The obstacles are overwhelming. There is no way to plant, he says, without sacrifice. It takes “equal sacrifice from multiple sources beginning at the centre of the plant,” beginning with the planter and launch team to those who support the plant. Finding property is also an issue, especially in urban contexts. “In every situation it takes a miracle,” he says. But he has seen many miracles take place.
Cuthbert focuses on beginning well. The more you do up front, he says, the better chance you have for a launch. He tells his planters to “put your project in pixels” and write it down. You may have to modify the plan, he says, but it’s important to think through what has to happen. “It’s all about a healthy birth weight,” he says. A plant must begin with a critical mass and key systems in place.
Forget trying to balance an inward and an outward focus. “Our natural tendency is to turn inward.” The only way to maintain balance is to put a disproportionate emphasis on evangelism, he says.

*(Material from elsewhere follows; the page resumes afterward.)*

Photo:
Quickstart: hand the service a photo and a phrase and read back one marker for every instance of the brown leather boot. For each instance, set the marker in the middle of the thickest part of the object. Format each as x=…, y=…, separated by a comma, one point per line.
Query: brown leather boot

I asked Cuthbert what he would say to churches that haven’t considered church planting. “Repent,” he said. “In a lot of our programmatic churches, there is a lot of time, talent, and treasure sitting in the pews immobilized. We need to equip and mobilize them. The task needs all hands on deck.”
Cuthbert says that his involvement in church planting has been both scary and exciting. He’s looking forward to seeing more churches planted in Montreal, and in key centers throughout Quebec and Canada.